Spring comes late to the northern woods of Michigan, extending the early spring foraging season well into mid-May. This year it provided another opportunity to return to our indigenous-inspired cooking approach we have been exploring for a few years now. We have already shared one walleye recipe in our indigenous-inspired cooking approach here. But a recent beautiful day on the lake in the Upper Peninsula of Michigan provided us another beautiful fish to prepare. Foraging in the forest around the lake provided a wonderful set of flavors to accentuate this flaky, tender fish.
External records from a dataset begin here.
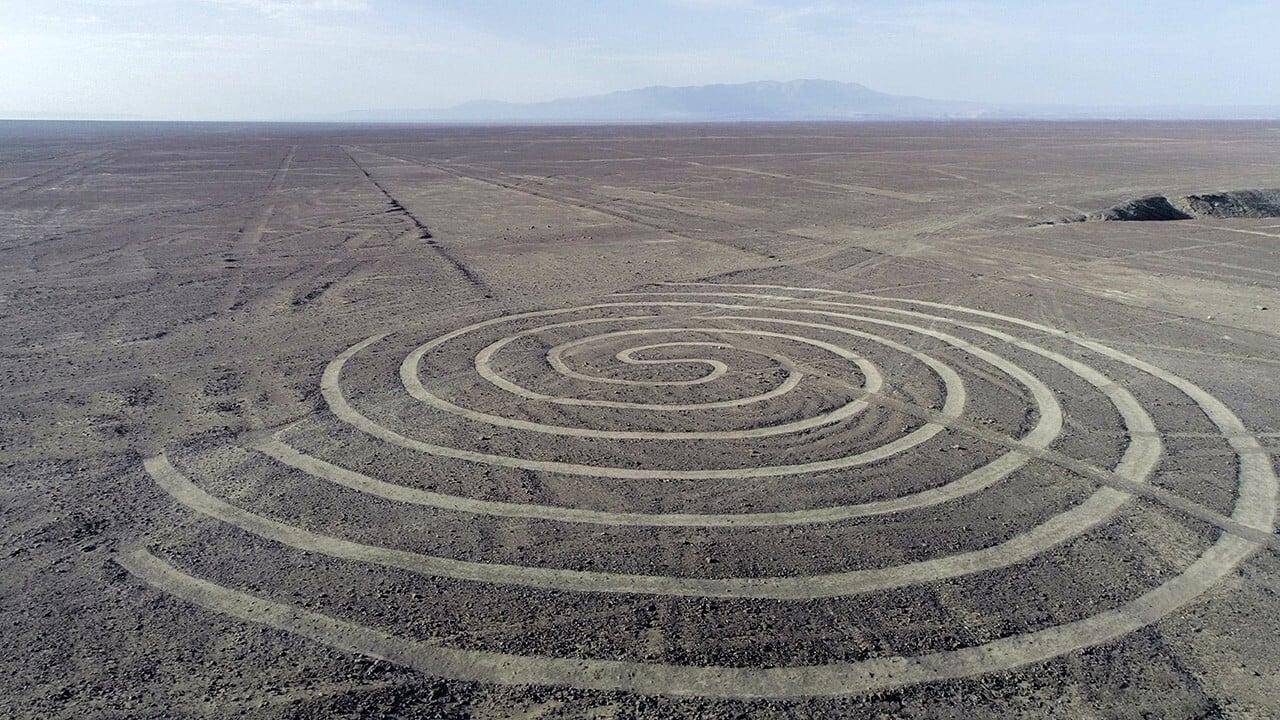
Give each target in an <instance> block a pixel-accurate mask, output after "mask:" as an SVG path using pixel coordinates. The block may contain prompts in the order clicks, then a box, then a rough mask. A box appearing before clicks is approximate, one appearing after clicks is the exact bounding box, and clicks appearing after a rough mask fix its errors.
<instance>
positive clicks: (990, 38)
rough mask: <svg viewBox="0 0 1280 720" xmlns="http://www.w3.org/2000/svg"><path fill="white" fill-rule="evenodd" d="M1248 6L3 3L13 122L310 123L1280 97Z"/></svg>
mask: <svg viewBox="0 0 1280 720" xmlns="http://www.w3.org/2000/svg"><path fill="white" fill-rule="evenodd" d="M1277 36H1280V13H1275V12H1274V8H1268V4H1267V3H1258V1H1240V3H1229V4H1221V5H1215V6H1212V8H1211V9H1208V10H1206V8H1204V6H1203V5H1199V4H1192V3H1170V4H1166V5H1162V6H1161V8H1160V9H1158V12H1155V10H1152V9H1151V8H1149V6H1128V5H1126V6H1119V8H1117V6H1112V5H1111V4H1107V3H1101V1H1074V3H1052V4H1051V3H1000V1H995V0H968V1H961V3H938V1H929V0H909V1H906V3H901V4H893V5H892V6H882V5H881V4H870V3H847V4H827V3H810V4H803V5H795V4H783V3H772V1H763V0H664V1H660V3H655V4H648V5H643V6H636V5H631V4H621V3H581V1H572V3H561V4H556V5H554V6H538V8H534V6H529V5H525V4H516V3H497V1H494V3H451V1H435V3H407V1H380V0H81V1H77V3H70V1H61V0H52V1H47V3H41V4H38V5H35V4H19V3H0V76H3V77H5V82H4V83H3V86H0V87H3V91H0V117H17V118H47V119H54V118H68V119H90V118H122V119H172V120H311V119H321V120H323V119H329V118H334V117H339V115H342V114H347V113H361V111H370V110H376V109H398V108H424V109H428V108H448V106H452V105H457V104H461V102H467V101H472V100H497V101H507V102H532V101H547V100H554V99H562V97H576V96H589V95H598V94H607V92H614V91H625V90H634V88H640V87H649V86H699V85H710V83H740V82H754V81H790V79H796V78H820V79H831V81H840V82H856V83H861V85H865V86H868V87H872V88H873V90H877V91H881V92H887V94H893V95H910V96H919V97H929V99H938V100H960V101H973V102H987V104H1020V105H1021V104H1027V105H1075V106H1156V105H1206V106H1258V105H1270V106H1280V83H1275V82H1274V81H1272V76H1274V72H1275V69H1276V68H1277V67H1280V44H1276V42H1274V38H1275V37H1277Z"/></svg>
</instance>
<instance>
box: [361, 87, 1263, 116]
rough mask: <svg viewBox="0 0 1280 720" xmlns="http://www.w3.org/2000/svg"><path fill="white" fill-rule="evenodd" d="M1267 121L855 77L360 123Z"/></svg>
mask: <svg viewBox="0 0 1280 720" xmlns="http://www.w3.org/2000/svg"><path fill="white" fill-rule="evenodd" d="M983 118H987V119H1091V118H1092V119H1101V118H1116V119H1228V118H1239V119H1274V118H1280V108H1266V106H1252V108H1211V106H1158V108H1156V106H1149V108H1121V106H1115V108H1076V106H1066V105H1057V106H1055V105H997V104H982V102H968V101H960V100H931V99H927V97H913V96H908V95H890V94H886V92H878V91H876V90H872V88H869V87H867V86H863V85H858V83H854V82H835V81H823V79H795V81H788V82H773V81H760V82H744V83H736V85H700V86H686V87H668V86H654V87H644V88H640V90H623V91H618V92H609V94H607V95H589V96H582V97H563V99H559V100H549V101H545V102H524V104H521V102H500V101H495V100H475V101H471V102H463V104H462V105H454V106H452V108H443V109H436V110H408V109H401V110H370V111H355V113H347V114H344V115H342V118H340V119H343V120H360V122H435V123H640V122H658V123H676V122H741V120H762V122H768V120H893V119H983Z"/></svg>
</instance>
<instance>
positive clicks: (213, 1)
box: [206, 0, 369, 18]
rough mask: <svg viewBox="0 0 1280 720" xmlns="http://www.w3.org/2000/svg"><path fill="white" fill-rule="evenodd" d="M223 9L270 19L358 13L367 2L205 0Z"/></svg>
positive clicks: (336, 0) (365, 5)
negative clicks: (298, 14)
mask: <svg viewBox="0 0 1280 720" xmlns="http://www.w3.org/2000/svg"><path fill="white" fill-rule="evenodd" d="M206 1H207V3H211V4H214V5H220V6H224V8H241V9H246V10H253V12H257V13H261V14H264V15H268V17H271V18H285V17H291V15H298V14H306V13H316V12H339V13H360V12H365V10H367V9H369V0H206Z"/></svg>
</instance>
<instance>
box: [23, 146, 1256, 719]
mask: <svg viewBox="0 0 1280 720" xmlns="http://www.w3.org/2000/svg"><path fill="white" fill-rule="evenodd" d="M1276 187H1280V126H1277V124H1243V123H1242V124H1229V123H1216V124H1142V123H1116V124H1106V123H1089V124H1083V123H1082V124H1050V123H1028V124H978V123H972V124H970V123H955V124H945V123H920V124H808V126H803V124H759V126H750V124H748V126H742V124H737V126H685V127H681V126H671V127H622V128H617V127H612V128H611V127H593V128H452V129H451V128H435V127H353V126H352V127H340V126H338V127H323V126H165V124H154V126H147V124H36V123H8V124H0V219H3V222H0V283H3V284H0V316H3V323H0V340H3V345H0V347H3V364H0V387H3V398H0V414H3V419H0V459H3V464H0V466H3V470H4V473H3V483H0V493H3V495H0V537H3V555H0V557H3V559H0V623H3V628H4V632H3V634H0V716H4V717H41V719H45V717H77V719H93V717H228V716H244V717H436V716H444V717H454V716H457V717H465V716H475V717H654V719H657V717H717V719H719V717H858V716H877V717H881V716H883V717H897V716H902V717H956V719H960V717H964V719H969V717H1009V716H1029V717H1171V719H1181V717H1188V719H1189V717H1274V716H1277V715H1280V537H1277V534H1276V533H1275V525H1276V518H1277V512H1276V502H1277V497H1276V489H1277V480H1276V470H1275V455H1276V454H1277V452H1280V382H1277V380H1280V219H1277V218H1266V217H1261V215H1266V214H1267V213H1263V211H1252V210H1249V211H1244V213H1243V214H1244V215H1253V217H1194V218H1190V219H1183V220H1172V222H1101V220H1088V222H1061V220H1065V219H1078V218H1079V217H1082V215H1089V214H1091V213H1097V211H1100V210H1103V209H1107V208H1111V206H1115V205H1117V204H1124V202H1126V201H1130V200H1134V199H1142V197H1147V196H1151V195H1161V196H1166V197H1170V199H1174V197H1183V196H1188V195H1196V193H1213V192H1219V191H1238V190H1254V188H1276Z"/></svg>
The foreground of the picture above are wild leeks, also called ramps (much more on those here). The taller plants interspersed are Ostrich ferns, from which we harvested some of the just emerging sprouts, which are still very tightly coiled. Fiddlehead ferns have a short season and are highly sought after in some culinary circles. I have seen store prices as high as $25 per pound. If you are near a northern forest, perhaps you can forage your own. Read Alan Bergo’s guide here. We adapted our approach to the fiddleheads from Alan’s excellent cookbook The Forager Chef’s Book of Flora, where he suggests a quick 2 minute boil on the fiddleheads and then dressing the still crunchy sprouts with spruce tips and a lemon oil.
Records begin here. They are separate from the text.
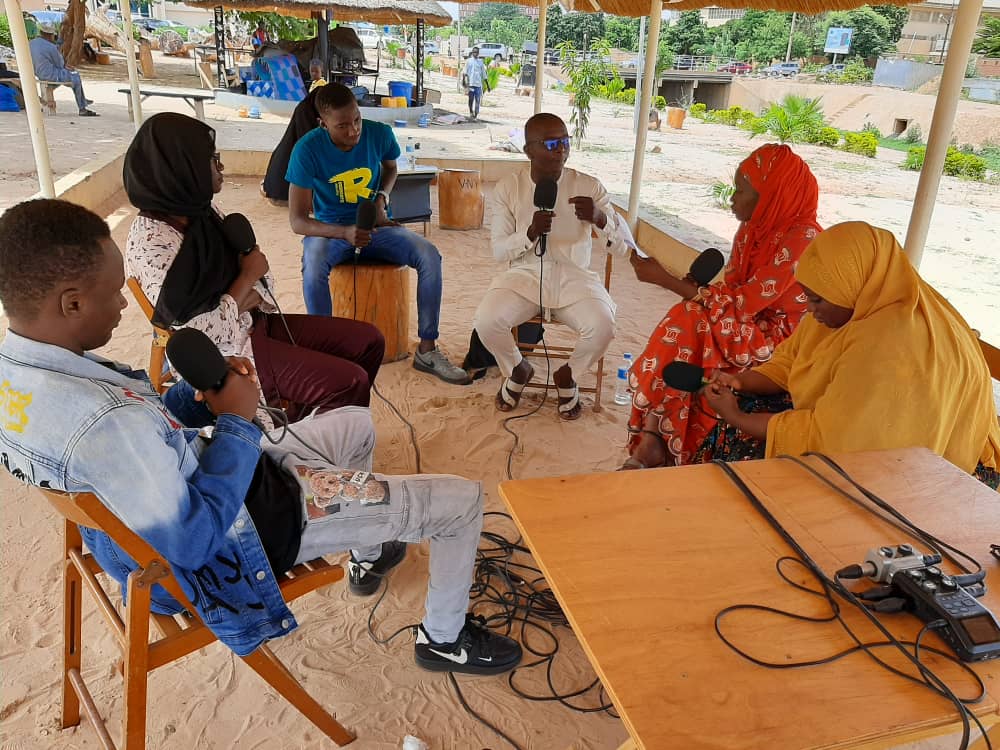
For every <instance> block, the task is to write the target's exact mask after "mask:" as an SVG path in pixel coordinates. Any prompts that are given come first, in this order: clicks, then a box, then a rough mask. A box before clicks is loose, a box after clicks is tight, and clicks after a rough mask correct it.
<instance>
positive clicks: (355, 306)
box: [330, 261, 410, 362]
mask: <svg viewBox="0 0 1000 750" xmlns="http://www.w3.org/2000/svg"><path fill="white" fill-rule="evenodd" d="M409 270H410V269H409V267H408V266H396V265H392V264H391V263H380V262H378V261H368V262H366V261H359V262H358V264H357V266H355V265H354V264H353V263H344V264H343V265H340V266H337V267H336V268H334V269H333V271H332V272H331V273H330V296H331V297H332V298H333V314H334V316H336V317H338V318H351V319H353V320H363V321H364V322H366V323H371V324H372V325H373V326H375V327H376V328H378V329H379V330H380V331H381V332H382V335H383V336H385V357H384V358H383V360H382V361H383V362H395V361H396V360H399V359H403V358H404V357H406V356H407V355H408V354H409V353H410V347H409V331H410V274H409ZM355 272H356V273H357V282H356V283H355V277H354V275H355ZM355 289H357V302H356V303H355Z"/></svg>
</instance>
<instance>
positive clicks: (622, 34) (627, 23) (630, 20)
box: [604, 16, 639, 52]
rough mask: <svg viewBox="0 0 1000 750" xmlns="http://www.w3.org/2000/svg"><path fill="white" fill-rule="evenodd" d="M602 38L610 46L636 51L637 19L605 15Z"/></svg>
mask: <svg viewBox="0 0 1000 750" xmlns="http://www.w3.org/2000/svg"><path fill="white" fill-rule="evenodd" d="M604 38H605V39H607V40H608V44H610V45H611V46H612V47H617V48H618V49H625V50H629V51H630V52H636V51H637V50H638V49H639V19H638V18H622V17H620V16H607V17H606V18H605V19H604Z"/></svg>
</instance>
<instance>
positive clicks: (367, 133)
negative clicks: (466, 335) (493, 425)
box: [285, 83, 470, 384]
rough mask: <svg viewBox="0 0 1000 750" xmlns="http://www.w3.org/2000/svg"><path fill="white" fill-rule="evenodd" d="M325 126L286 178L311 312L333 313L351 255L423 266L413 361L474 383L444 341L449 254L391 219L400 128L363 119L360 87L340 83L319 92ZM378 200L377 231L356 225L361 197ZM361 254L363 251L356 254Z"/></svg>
mask: <svg viewBox="0 0 1000 750" xmlns="http://www.w3.org/2000/svg"><path fill="white" fill-rule="evenodd" d="M315 96H316V98H315V100H314V101H315V105H316V111H317V113H318V115H319V120H320V127H318V128H316V129H315V130H312V131H310V132H309V133H307V134H306V135H304V136H303V137H302V138H300V139H299V141H298V142H297V143H296V144H295V147H294V148H293V149H292V155H291V158H290V159H289V162H288V173H287V174H286V175H285V178H286V179H287V180H288V183H289V191H288V216H289V222H290V223H291V226H292V231H293V232H295V233H296V234H301V235H303V236H304V239H303V240H302V291H303V294H304V296H305V301H306V311H307V312H309V314H310V315H331V314H332V313H333V301H332V300H331V298H330V271H331V270H332V269H333V268H334V266H339V265H341V264H342V263H346V262H348V261H355V260H356V259H358V258H360V260H363V261H364V260H375V261H382V262H385V263H393V264H396V265H401V266H409V267H410V268H414V269H416V271H417V331H418V334H419V336H420V344H419V346H418V347H417V351H416V353H415V354H414V355H413V367H414V368H415V369H417V370H420V371H422V372H427V373H430V374H432V375H436V376H437V377H439V378H440V379H441V380H444V381H445V382H447V383H458V384H465V383H468V382H470V380H469V376H468V375H467V374H466V372H465V370H463V369H462V368H460V367H456V366H455V365H453V364H452V363H451V362H449V361H448V358H447V357H446V356H445V354H444V352H442V351H441V350H440V349H438V348H437V339H438V320H439V319H440V316H441V286H442V279H441V253H439V252H438V249H437V248H436V247H434V245H432V244H431V243H430V242H428V241H427V240H426V239H424V238H423V237H420V236H419V235H417V234H414V233H413V232H411V231H410V230H408V229H406V228H404V227H402V226H400V225H399V224H397V223H396V222H394V221H392V220H391V219H390V218H389V214H388V212H389V205H390V198H389V196H390V194H391V193H392V188H393V186H394V185H395V184H396V175H397V169H396V159H397V158H399V144H398V143H397V142H396V136H395V135H393V133H392V128H390V127H389V126H388V125H385V124H384V123H381V122H374V121H370V120H364V121H363V120H362V119H361V110H360V109H359V108H358V102H357V99H356V98H355V96H354V93H353V92H352V91H351V90H350V89H349V88H347V87H346V86H344V85H342V84H339V83H330V84H327V85H326V86H323V87H322V88H320V89H319V90H318V91H317V92H316V95H315ZM367 200H371V201H374V203H375V208H376V221H375V228H374V229H372V230H365V229H359V228H358V226H357V224H356V219H357V214H358V204H359V203H361V202H362V201H367ZM356 251H357V252H358V253H360V255H358V254H357V253H356Z"/></svg>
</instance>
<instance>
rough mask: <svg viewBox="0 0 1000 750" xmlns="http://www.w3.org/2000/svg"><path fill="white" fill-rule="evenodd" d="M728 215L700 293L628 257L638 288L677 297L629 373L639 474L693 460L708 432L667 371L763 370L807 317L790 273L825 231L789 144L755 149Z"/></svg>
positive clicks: (696, 401) (806, 171)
The timing was perfect for collection of the spruce tips as well. They add a light citrusy flavor and brilliant green color to the dish. We subbed out the lemon in order to stay true to our Great Lakes region and subbed in trout lily (Alan explains those too) which has a lightly lemony flavor. But do read Alan’s post before harvesting and serving these. We only used a few leaves, finely chopped with our fiddleheads.

Finally, we stumbled across some lovely Pheasant Back mushroom while foraging our greens. This variety is also called Dryads Saddle and our friend Alan Bergo has you covered with a complete guide to harvesting. We were not looking for a mushroom component initially, but sautéed in butter until caramelized, the mushroom added some lovely texture to our finished dish.

The walleye was caught on our lake just hours before and cleaned lakeside, then refrigerated for a few hours. We slathered the filets with ramp butter and broiled until just opaque al the way through.

We served this with toasts of dinklebrod from Stefano’s Slo Foods in Sheboygan. You can also order the bread mail order from Zingerman’s in Michigan here. Each store approaches the bread similarly, using potato for moisture and dense, rich loaf. Stefano’s roasts the sunflower seeds until deeply brown. Dinklebrod (or dinklebrot) is a traditional German bread from Dresden apparently, so the Germanic heritage fits nicely in our Great Lakes Cuisine approach.

We spread goat cheese on the toasted bread and then added a charred ramp pesto made with sunflower seeds, which we have detailed in the past on another indigenous-inspired dish here. If you are not pairing the pesto with goat cheese or another method to tame the flavor, we recommend making the charred ramp pesto a day in advance and allowing it to mellow overnight. It can be very strong, with a spicy bite like raw garlic, when freshly made.

Additional ramp bulbs were pickled for a future use and we saved the stems of the fiddleheads to make pickles of those as well (again based on Alan’s inspiration from his cookbook). We have a pile of ramp leaves that we will be fermenting in soy, which Alan has called “the best infused soy sauce I have ever tasted.” We did this a few years and can confirm Alan’s assessment. Pickling and fermenting extend the bounty of the forage feast and fit nicely within our Great Lakes heritage as well.

When we started this Great Lakes Cuisine journey, foraging and indigenous-inspired dishes were not approaches we had thought of, yet now they feel almost inseparable from our view of what makes Great Lakes Cuisine unique. These indigenous traditions and these plants are so “of this place”, they infuse the later arriving European immigrant traditions with fresh inspiration and create a fusion of cuisine that feels as if it could only have happened in this place and in this way. Perhaps that is true of any definable cuisine. This may be no great insight, rather a simple truism of cuisine. In any event, we feel this confluence of factors, and fascinating flavors, is the essence of Great Lakes Cuisine. Now, go forth and forage! But take Alan Bergo with you!